Let's show this data using the default user - mythcat and perf tool:[mythcat@localhost ~]$ perf report
The result of this command:

[mythcat@localhost ~]$ perf list
List of pre-defined events (to be used in -e):
branch-instructions OR branches [Hardware event]
branch-misses [Hardware event]
bus-cycles [Hardware event]
cache-misses [Hardware event]
cache-references [Hardware event]
cpu-cycles OR cycles [Hardware event]
instructions [Hardware event]
ref-cycles [Hardware event]
alignment-faults [Software event]
bpf-output [Software event]
context-switches OR cs [Software event]
cpu-clock [Software event]
cpu-migrations OR migrations [Software event]
dummy [Software event]
emulation-faults [Software event]
major-faults [Software event]
minor-faults [Software event]
page-faults OR faults [Software event]
task-clock [Software event]
Let's see one event from this list and that will told us how Fedora working:
[root@localhost mythcat]# perf top -e minor-faults -ns comm
Is use the comm (keys are available: pid, comm, dso, symbol, parent, cpu, socket, srcline,
weight, local_weight) and the -ns args see the manual of perf command.
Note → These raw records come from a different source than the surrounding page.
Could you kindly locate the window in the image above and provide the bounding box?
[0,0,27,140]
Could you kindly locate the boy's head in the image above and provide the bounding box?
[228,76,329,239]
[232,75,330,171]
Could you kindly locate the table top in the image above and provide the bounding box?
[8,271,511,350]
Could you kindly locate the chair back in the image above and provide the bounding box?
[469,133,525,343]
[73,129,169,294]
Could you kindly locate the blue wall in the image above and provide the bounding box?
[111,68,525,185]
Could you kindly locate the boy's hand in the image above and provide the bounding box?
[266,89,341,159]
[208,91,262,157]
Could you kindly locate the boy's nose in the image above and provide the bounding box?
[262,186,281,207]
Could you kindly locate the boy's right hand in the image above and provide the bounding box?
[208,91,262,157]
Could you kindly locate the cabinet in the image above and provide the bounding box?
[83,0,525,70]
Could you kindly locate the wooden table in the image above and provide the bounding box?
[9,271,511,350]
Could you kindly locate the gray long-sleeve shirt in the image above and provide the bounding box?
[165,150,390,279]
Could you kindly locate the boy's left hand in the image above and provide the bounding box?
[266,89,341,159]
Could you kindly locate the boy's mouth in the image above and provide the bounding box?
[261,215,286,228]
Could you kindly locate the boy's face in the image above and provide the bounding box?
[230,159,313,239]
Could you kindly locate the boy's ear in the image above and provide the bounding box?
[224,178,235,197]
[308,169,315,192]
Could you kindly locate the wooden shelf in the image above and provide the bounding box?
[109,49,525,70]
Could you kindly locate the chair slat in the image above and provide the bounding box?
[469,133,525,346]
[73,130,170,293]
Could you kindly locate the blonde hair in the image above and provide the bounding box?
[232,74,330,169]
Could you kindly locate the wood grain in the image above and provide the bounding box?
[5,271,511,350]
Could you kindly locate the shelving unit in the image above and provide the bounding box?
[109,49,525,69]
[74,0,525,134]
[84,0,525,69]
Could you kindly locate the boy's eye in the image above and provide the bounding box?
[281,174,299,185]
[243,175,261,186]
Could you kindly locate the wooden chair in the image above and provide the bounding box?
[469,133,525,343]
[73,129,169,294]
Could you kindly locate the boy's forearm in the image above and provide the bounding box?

The result of this command is:

perf sched record # low-overhead recording of arbitrary workloads
perf sched latency # output per task latency metrics
perf sched map # show summary/map of context-switching
perf sched trace # output finegrained trace
perf sched replay # replay a captured workload using simlated threads
Try this example to see the to capture a trace and then to check
latencies (which analyzes the trace in perf.data record file).
perf sched record sleep 10 # record full system activity for 10 seconds
perf sched latency --sort max # report latencies sorted by max
You can also make a map of map of scheduling events by using this command:
[root@localhost mythcat]# perf sched record
This tutorial show you just only 1% of ways of using the perf command.